Even though they worked on The Last of Us Remastered on PS4, seeing Naughty Dog’s work on the graphics on a new game like Uncharted 4 is another reason why they’re at the top of their game. Just like the previous games, this sequel is simply breathtaking to look at both in-game and during cutscenes. They really wanted you to soak in on the vistas the game provides with the camera pans because it’s easily the best looking game this console generation so far. Framerate on single player maintains consistently at 30 frames per second, but multiplayer does run in 60 due to how much less is going on. That’s a fine compromise considering how it takes full advantage of what the PS4 is capable of currently that no other developer can replicate.

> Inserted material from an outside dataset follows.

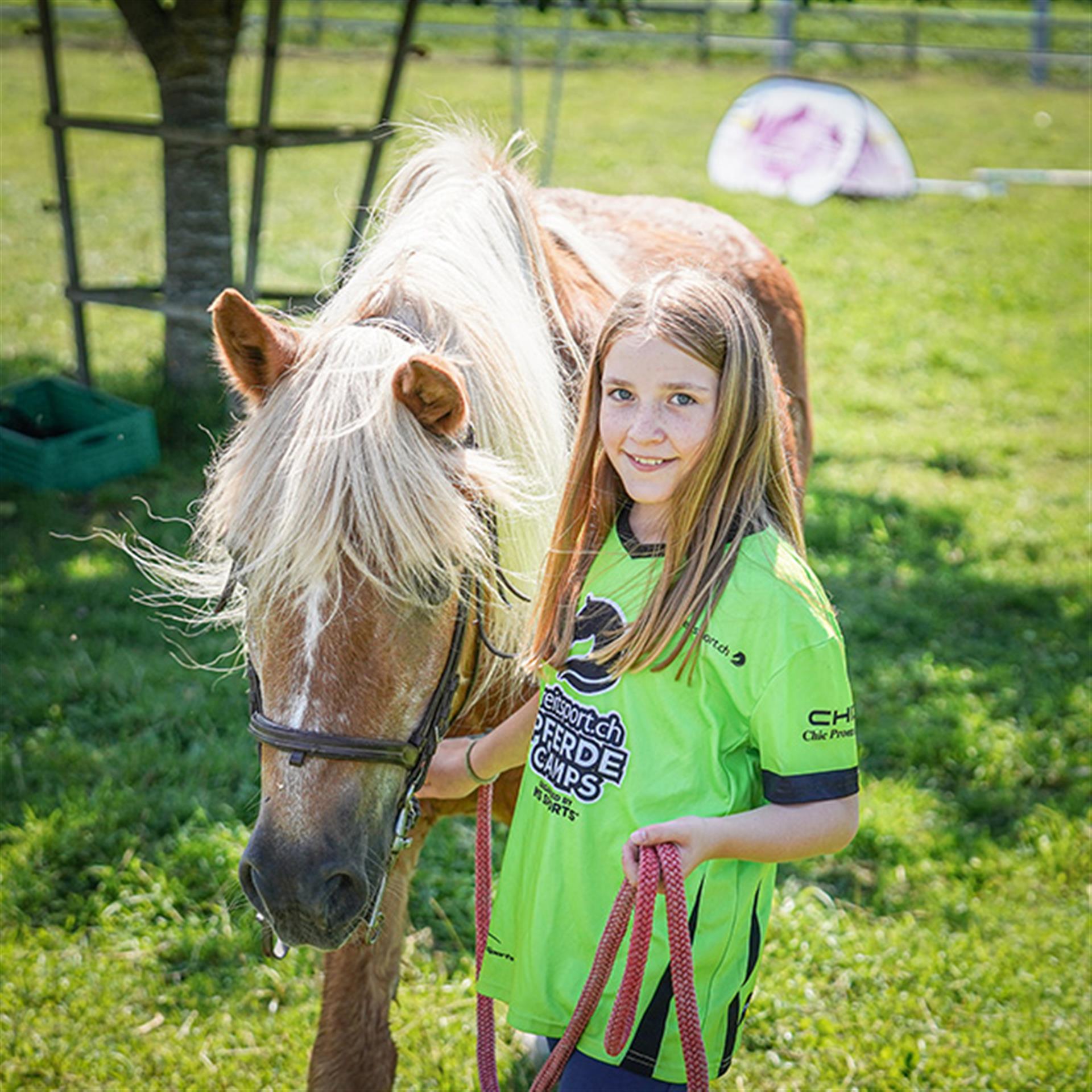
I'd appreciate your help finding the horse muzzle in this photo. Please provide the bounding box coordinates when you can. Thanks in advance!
[239,825,384,951]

The audio presentation is once again masterful from the voice acting of the characters and the obvious comparison to a movie as well as the soundtrack hitting the right notes at specific moments.
Uncharted 4: A Thief’s End is without a doubt a game and experience gamers must play. I’m shocked that Naughty Dog continues to push the standards up yet again with every game they release from the storytelling being the best of any interactive medium, beloved characters getting the satisfying closure they deserve and paying attention even to the smallest details. The gameplay is still fun and a blast to play through especially the epic setpieces and clearing enemy encounters with little to no detection. The multiplayer’s new additions are also worthwhile to check out as well. It’s also the best love letter in form of a game for not only fans of the series but also games in general. It took a while for this current console generation to live up to it’s potential, but Uncharted 4 is simply a “game of the generation.”